Open saksham-s opened 1 year ago
Did you receive any reply?
@saksham-s Hi, have you trained the model yourself? I am trying to reproduce the text-box grounding generation on COCO2014, but even if I trained for 200k iters, the results still do not follow the bbox. I do not know where it goes wrong, is it because the COCO2014 dataset is still not big enough?
@cats-food My model successfully follow the bbox, but the fid score can not descend to 5.8 as paper said. Are you still following this work?
@maluyazilation Thanks for the reply! I wonder what batch size and how many iters you trained on coco2014 when your model starts to follow the bbox?
I am not following the work recently since in my experiment my results do not even follow the bbox, i still do not know what's going on.
@cats-food Your reply is really quick, thank you. I don't know if my settings are suitable. For coco2014cd-ldm setting with bz64, bbox following happens at 30000 to 40000 iters. I also train stable-diffusion in flickr dataset with bz32, it seems to take longer, about 160,000 to 180,000 iters.

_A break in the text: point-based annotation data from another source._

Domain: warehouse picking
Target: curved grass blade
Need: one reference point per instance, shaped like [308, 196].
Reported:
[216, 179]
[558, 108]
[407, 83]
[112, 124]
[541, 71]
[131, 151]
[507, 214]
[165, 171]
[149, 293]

@cats-food If you are interested in reproducing this paper in the future, i'll be glad if we can communicate more in email, wechat or something else, thanks~ For coco-setting, i think there are still many details omitted in the paper, and i want to find them out. : ) email:xiaobo123@stu.xjtu.edu.cn
Thanks for sharing your setting, so i think my problem should be my batch size is too small. I only used 4.
Anyway, for now I am not planning to reproduce the paper, but I am happy to discuss more
@cats-food Ok, that's fine. Best wishes.
@cats-food Hello!Have you successfully reproduced it now? I am facing the same problem, my bz is 2, I have trained 200000 iters, the results do not even follow the bbox. Is it because the bz too small ?
Thanks for sharing your work which is very helpful and interesting. I wanted to ask if you could share the coco trained weights without any of the large scale training using the bigger datasets. I see you discuss the coco trained results in the paper but I could not find them in the Github repository.